Mais est-ce que je peux vraiment reprocher à un jeu vidéo de ne pas faire du cinéma ? Est-ce que je préfère finalement pas que ce soit comme ça ? Plutôt que d’avoir des cutscenes qui font pâle figure en comparaison de James Cameron qui repousse sans cesse les limites du possible au cinéma. En témoigne le récent Robocop Rogue City. Lui aussi capture très brillamment et efficacement par le jeu et le gameplay le feeling des films qu’il adapte. Mais lui offre des cutscenes sommaires en simples champ-contrechamp, sans efforts signifiants dans la mise en scène.

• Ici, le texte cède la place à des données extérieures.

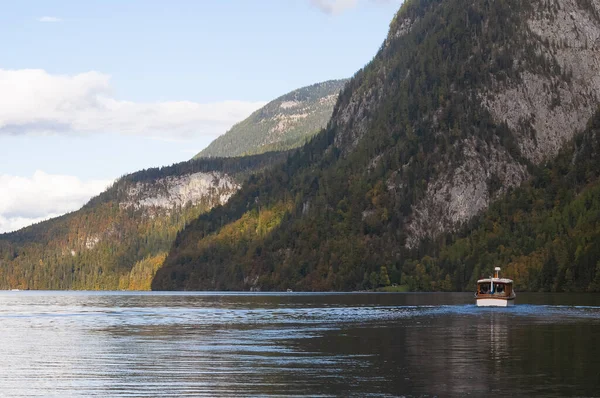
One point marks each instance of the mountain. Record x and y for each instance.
(282, 124)
(120, 238)
(467, 104)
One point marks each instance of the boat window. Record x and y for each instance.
(484, 288)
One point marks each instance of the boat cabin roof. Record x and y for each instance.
(496, 280)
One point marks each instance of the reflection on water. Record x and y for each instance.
(133, 344)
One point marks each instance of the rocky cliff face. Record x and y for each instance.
(464, 101)
(548, 109)
(120, 238)
(284, 123)
(543, 109)
(178, 191)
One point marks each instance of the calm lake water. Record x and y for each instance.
(164, 344)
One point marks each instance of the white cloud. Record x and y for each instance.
(336, 7)
(333, 6)
(27, 200)
(34, 101)
(49, 19)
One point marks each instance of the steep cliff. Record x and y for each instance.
(464, 102)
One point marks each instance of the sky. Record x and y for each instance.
(92, 90)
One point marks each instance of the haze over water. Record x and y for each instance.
(159, 344)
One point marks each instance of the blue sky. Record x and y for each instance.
(92, 90)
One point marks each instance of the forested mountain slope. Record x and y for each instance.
(120, 238)
(465, 101)
(284, 123)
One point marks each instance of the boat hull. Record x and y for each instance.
(495, 302)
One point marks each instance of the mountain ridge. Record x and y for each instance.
(416, 148)
(284, 123)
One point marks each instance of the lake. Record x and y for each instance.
(296, 344)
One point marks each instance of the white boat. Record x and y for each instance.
(495, 291)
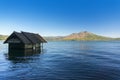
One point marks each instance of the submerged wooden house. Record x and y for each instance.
(24, 40)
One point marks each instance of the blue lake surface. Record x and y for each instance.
(65, 60)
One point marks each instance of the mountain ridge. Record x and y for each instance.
(84, 36)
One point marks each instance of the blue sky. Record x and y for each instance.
(60, 17)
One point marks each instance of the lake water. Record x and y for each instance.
(72, 60)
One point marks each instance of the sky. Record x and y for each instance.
(60, 17)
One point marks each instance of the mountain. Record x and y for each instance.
(84, 36)
(3, 37)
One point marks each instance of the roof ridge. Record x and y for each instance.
(26, 36)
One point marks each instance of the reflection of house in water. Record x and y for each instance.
(24, 43)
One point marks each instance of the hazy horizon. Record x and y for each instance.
(60, 17)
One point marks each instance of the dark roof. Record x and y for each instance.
(27, 37)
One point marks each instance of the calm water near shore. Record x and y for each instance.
(64, 60)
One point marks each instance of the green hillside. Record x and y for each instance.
(84, 36)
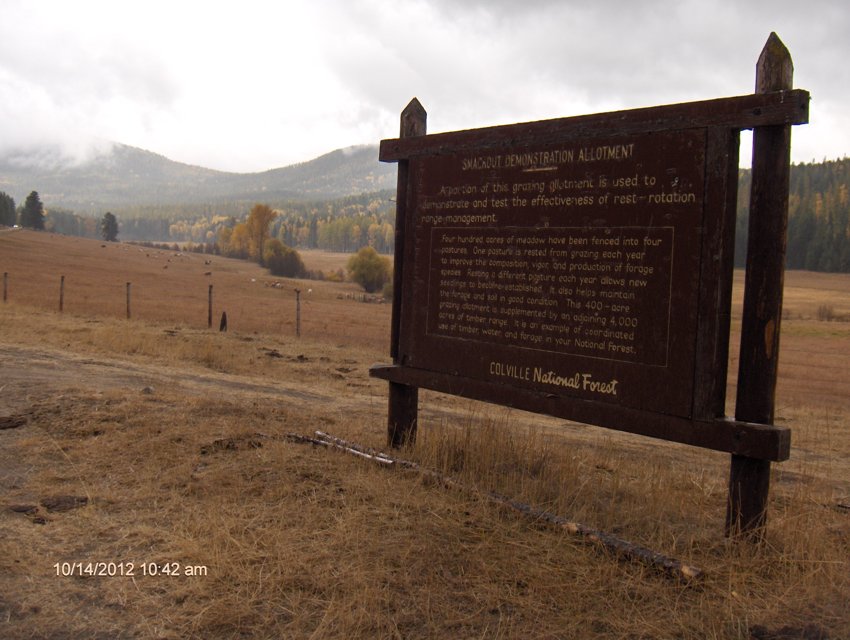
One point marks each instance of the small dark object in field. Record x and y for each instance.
(64, 503)
(810, 631)
(12, 422)
(28, 509)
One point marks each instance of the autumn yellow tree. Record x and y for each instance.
(258, 222)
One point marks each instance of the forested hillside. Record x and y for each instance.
(818, 224)
(818, 217)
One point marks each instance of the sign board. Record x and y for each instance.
(571, 270)
(582, 268)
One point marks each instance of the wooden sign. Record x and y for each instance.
(581, 267)
(572, 271)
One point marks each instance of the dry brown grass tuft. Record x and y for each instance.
(174, 435)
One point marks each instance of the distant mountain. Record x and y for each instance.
(132, 177)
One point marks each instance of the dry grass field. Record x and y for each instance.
(158, 447)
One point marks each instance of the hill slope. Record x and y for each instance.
(128, 176)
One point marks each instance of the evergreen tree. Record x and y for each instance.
(32, 215)
(109, 227)
(7, 210)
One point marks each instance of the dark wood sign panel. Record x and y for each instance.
(570, 270)
(582, 268)
(578, 267)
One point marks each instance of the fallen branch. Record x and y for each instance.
(619, 547)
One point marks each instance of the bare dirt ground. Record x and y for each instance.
(159, 441)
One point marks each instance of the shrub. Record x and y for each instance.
(368, 269)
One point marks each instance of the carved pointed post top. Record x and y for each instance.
(774, 69)
(413, 119)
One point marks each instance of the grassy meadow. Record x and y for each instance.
(159, 443)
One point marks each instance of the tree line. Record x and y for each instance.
(818, 222)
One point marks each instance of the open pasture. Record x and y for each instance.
(161, 443)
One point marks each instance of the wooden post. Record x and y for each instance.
(298, 313)
(749, 478)
(403, 399)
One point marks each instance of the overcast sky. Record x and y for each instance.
(248, 85)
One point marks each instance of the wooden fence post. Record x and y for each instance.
(749, 478)
(403, 399)
(298, 313)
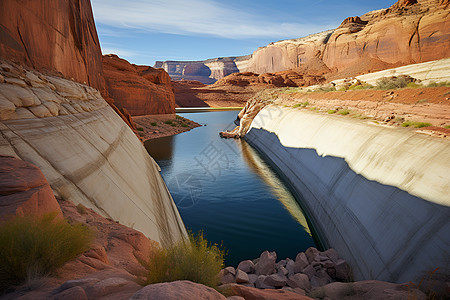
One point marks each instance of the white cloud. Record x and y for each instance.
(194, 17)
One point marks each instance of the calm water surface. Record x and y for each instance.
(223, 187)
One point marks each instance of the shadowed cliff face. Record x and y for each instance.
(141, 90)
(55, 36)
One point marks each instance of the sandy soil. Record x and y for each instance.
(159, 126)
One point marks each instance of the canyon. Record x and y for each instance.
(406, 33)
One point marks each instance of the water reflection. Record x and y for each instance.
(258, 166)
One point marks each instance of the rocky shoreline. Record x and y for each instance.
(313, 274)
(156, 126)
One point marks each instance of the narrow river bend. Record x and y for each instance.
(223, 187)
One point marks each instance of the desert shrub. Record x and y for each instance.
(415, 124)
(197, 261)
(344, 112)
(389, 83)
(32, 247)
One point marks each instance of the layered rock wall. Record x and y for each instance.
(378, 195)
(86, 152)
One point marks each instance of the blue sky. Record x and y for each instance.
(144, 31)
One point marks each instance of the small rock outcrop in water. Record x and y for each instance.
(312, 274)
(141, 90)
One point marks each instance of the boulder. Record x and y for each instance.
(250, 293)
(343, 271)
(24, 190)
(266, 263)
(259, 283)
(368, 290)
(301, 262)
(177, 290)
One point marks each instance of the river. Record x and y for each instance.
(224, 188)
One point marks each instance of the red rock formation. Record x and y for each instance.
(400, 35)
(57, 36)
(141, 90)
(24, 190)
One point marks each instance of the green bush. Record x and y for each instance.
(197, 261)
(415, 124)
(33, 247)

Quelques réserves donc sur le récit qui brise par moment l’immersion. Tout comme des objectifs de quêtes souvent buguées et les dialogues ambiants des NPC mal implémentés. Les répliques de tout le monde se superposent dès que le joueur est à proximité, et le tout s’enclenche trop brusquement et avec beaucoup de répétitions. Je ne compte plus le nombre de fois où des na’vi refont la même remarque narquoise sur ma tenue juste après avoir fini le dialogue de quête.

En dehors de ces réels soucis, la fantaisie de vivre une aventure sur Pandora est pleinement réalisée par ce dont j’ai déjà parlé plus haut. Il faut que je m’arrête cependant sur le point culminant de cette intention via la séquence dans laquelle l’on se lie avec un ikran. La mise en place est bien dosée et pensée. L’aboutissement de la quête est lui d’une exaltation hors norme. La sauce commence à monter avec un micro-récit très touchant centré autour du lien profond entre le na’vi Eetu et son ikran. Plus loin, on apprend les contrôles de vol en jouant les souvenirs d’un insecte kinglor avec qui on s’est connecté à un arbre des voix. Puis l’ascension des montagnes flottantes commence à faire jaillir l’émerveillement du moment. Enfin, le saut dans le vide du premier envol fait éclater en sanglots de joie. L’intelligence du moment est de ne pas avoir fait apprendre les contrôles lorsque l’on est à dos d’ikran mais avant. Un tutoriel placé ici aurait gâché le lien qui se crée à ce point précis. L’objectif de quête peut alors se contenter d’un simple « profitez de votre premier vol ». Et remis de mes émotions, je me suis appliqué à suivre cette requête en volant avec le soleil reflétant sur mes ailes et le paysage de Pandora loin sous mes pieds.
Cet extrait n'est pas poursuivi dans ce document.